For this reason, when she moved to New York City to study at Barnard, Maleni was drawn to economics. “A lot of the theories we know about were made by people a long time ago,” she says. “Adam Smith was not here at the turn of the 21st century.”
She also liked how interdisciplinary and direct economics was, especially compared to behavioral and philosophical fields like anthropology and art, which interested her but didn’t seem to come with immediate tangible change for societies. “A lot of what I'm passionate about or a lot of what inspires me is changing people's lives on a daily basis,” she says. “Economic policy directly affects people’s day-to-day lives, and to me, that’s valuable.”
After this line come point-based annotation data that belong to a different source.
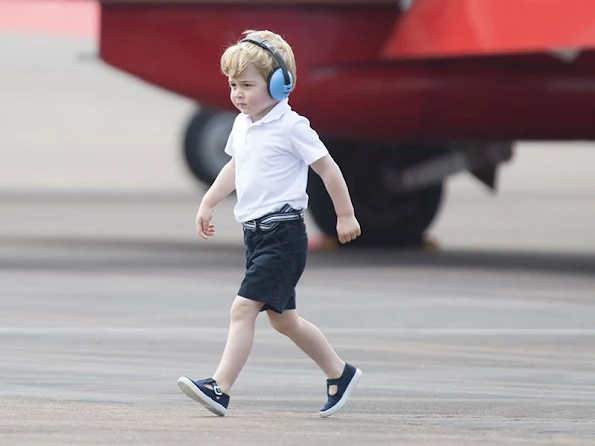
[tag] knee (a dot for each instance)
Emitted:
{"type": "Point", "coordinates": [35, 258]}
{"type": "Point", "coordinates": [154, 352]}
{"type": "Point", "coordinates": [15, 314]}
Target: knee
{"type": "Point", "coordinates": [242, 310]}
{"type": "Point", "coordinates": [285, 326]}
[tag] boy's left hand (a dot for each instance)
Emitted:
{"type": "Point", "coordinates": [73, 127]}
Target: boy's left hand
{"type": "Point", "coordinates": [347, 228]}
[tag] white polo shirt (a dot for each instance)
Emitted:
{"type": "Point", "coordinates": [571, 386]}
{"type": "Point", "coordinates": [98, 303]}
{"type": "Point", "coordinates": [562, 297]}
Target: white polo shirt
{"type": "Point", "coordinates": [272, 156]}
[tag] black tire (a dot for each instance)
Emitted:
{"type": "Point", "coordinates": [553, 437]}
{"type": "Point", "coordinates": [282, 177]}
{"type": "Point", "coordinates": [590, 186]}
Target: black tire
{"type": "Point", "coordinates": [386, 219]}
{"type": "Point", "coordinates": [204, 143]}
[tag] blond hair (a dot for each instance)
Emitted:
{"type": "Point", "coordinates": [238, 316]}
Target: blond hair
{"type": "Point", "coordinates": [238, 56]}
Maleni studied the 2008 financial crisis in college, and wanted to be able to work towards improving the financial system so that things like that didn’t happen again. “I wanted to understand how institutions were regulating themselves, how they use their freedom,” she says. “I liked that at Capco I’d have some specialization, but work with different banks at different scales in different engagements. That was really compelling to me, and why I came here.”
Learning in Community
In her first weeks at Capco, Maleni and her fellow colleagues gave a presentation on demographic shifts as a driver for change poised to impact the financial services industry—and now, just over a year later, she’s used the initial research to publish an official Capco whitepaper titled “Unbanked & Underserved: Latinx Demographic Changes & Creating Financial Inclusion.”
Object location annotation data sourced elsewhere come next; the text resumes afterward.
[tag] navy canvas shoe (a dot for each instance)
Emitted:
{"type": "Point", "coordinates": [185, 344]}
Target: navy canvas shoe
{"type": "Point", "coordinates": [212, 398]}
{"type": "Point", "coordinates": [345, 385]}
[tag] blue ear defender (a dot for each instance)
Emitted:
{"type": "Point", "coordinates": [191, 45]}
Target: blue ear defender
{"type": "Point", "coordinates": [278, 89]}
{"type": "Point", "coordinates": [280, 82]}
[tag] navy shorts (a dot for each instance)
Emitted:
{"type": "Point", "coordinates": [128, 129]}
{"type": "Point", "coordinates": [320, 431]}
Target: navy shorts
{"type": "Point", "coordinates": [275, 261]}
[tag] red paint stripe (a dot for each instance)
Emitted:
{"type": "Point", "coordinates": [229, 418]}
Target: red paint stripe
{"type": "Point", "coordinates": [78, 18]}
“You can run with your ideas at Capco, and they’ll help you accomplish them,” says Maleni, who adds that she’s enjoying pursuing some of her academic interests at work and positioning herself as a thought leader.
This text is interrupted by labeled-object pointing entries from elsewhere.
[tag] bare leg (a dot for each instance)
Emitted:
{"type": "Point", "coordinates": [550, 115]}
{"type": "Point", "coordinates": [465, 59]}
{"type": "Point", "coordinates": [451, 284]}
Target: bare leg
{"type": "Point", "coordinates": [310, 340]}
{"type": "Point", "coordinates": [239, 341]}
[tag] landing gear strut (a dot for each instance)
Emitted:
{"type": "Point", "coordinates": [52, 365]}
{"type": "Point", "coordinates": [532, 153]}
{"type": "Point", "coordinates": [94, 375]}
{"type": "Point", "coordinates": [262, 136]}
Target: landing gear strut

As she networked and collaborated with colleagues at the firm in order to publish the paper, she was reminded of the kinds of discussions she’d been able to have in college, and the community spaces where she felt comfortable having them.
Maleni knew she wanted to continue to find opportunities for those kinds of conversations at Capco, so she joined Women@Capco where she leads Table Talks, a Women@Capco initiative that convenes the women of Capco and allies to discuss intersectional gender-based issues in a corporate environment. She also helped found Latinx@Capco, where she serves as Community Outreach Lead, when interest around it swelled earlier this year.
In both groups, Maleni enjoys getting to know people who share her identities in a space where they can support each other.
“You can talk about best practices that got you where you are: ‘How did you do that, who did you talk to, how did that happen?’” says Maleni. “You get a lot of connectivity, and a support group that can help you through when times are difficult.”
“As someone who’s Latinx, a woman of color, a first gen college student—all of these labels I hold mean that certain environments and institutions were not made for people like me,” she says. “That’s why it’s so important to convene people that look like you when you're at these institutions so that you can visualize a future that includes you.”
Building Impact Together
Maleni says she loves that despite being relatively early in her career, she’s been able to leverage her writing and her community involvement to forge relationships with senior leaders and push herself. That’s been especially true thanks to remote work, she notes, which has let her connect with Capco coworkers all around the country.
When she thinks about what’s next, she knows she wants to keep chasing answers alongside her community:
“I think about where we can have the most impact. Sometimes it’s well-defined and small, like our 20, 30 Latinx@Capco members. Maybe you’re impacting a client at a big Tier-I global bank,” she says. “As people, we get sucked into this idea of ‘we have to be changing the world.’ But sometimes that takes time. Defining where and how you can have the most impact is critical.”